Chances are your life is pretty great. Yes, we all have struggles. But my “first world” problems are not life threatening, are they? Do I have an unsafe living situation? No. Do I struggle to find clean drinking water? Do I have a life-threatening illness? No and no.
I have everything I need to survive (and more)—and I bet you do too.
3. Do not compare.
Things aren’t always what they seem. That friend who just got married may not be totally happy in her career. That couple that just bought a house might be feeling strapped financially. There are ups and downs to every situation.
Trust that you are where you are supposed to be and that everything happens for a reason.
4. Find joy.
There is a lot of joy in each day; you just need to look for it. That toothless grin from a 9 year old? Joy. Your cat pouncing on the nearest moving target? Joy. Leaves beginning to get their golden hue? Amazing. Pasta with homemade pesto? Awesome.
There are simply amazing things that happen every single day. Just open your eyes.
5. Control the controllables.
This is something my boyfriend always says, and I really like it. Change what you can and don’t stress about the rest. You cannot change traffic but you can change how you react to it. So you have an extra 10 minutes in the car? See it as down time.
You cannot change others but you can change how you react to them. Your friend is late for dinner plans? Grab a beer and relax. Chances are it isn’t on purpose, and what is wrong with a little extra me-time?
6. Live in the moment.
I am a planner. I like to know when and where for pretty much everything that happens in my life. It is limiting, to say the least.

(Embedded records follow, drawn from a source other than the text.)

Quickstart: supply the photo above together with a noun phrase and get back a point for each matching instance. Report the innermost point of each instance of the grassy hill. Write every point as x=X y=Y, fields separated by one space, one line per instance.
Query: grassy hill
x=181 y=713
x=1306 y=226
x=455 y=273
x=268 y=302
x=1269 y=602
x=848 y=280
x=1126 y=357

For some reason I seem to think that making plans will decrease my anxiety. But you know what makes me really anxious? When plans change. The thing is, plans change all the time! Life happens and you cannot control it.
Go with the flow. Plan only what you need to, and learn to take the day as it comes.
7. Trust the universe.
You don’t have to believe in a higher power for this one. You just have to notice all the good around you. There is proof right in front of you that things do turn out how they are supposed to. Find inspiration and hope in the happiness that surrounds you everyday.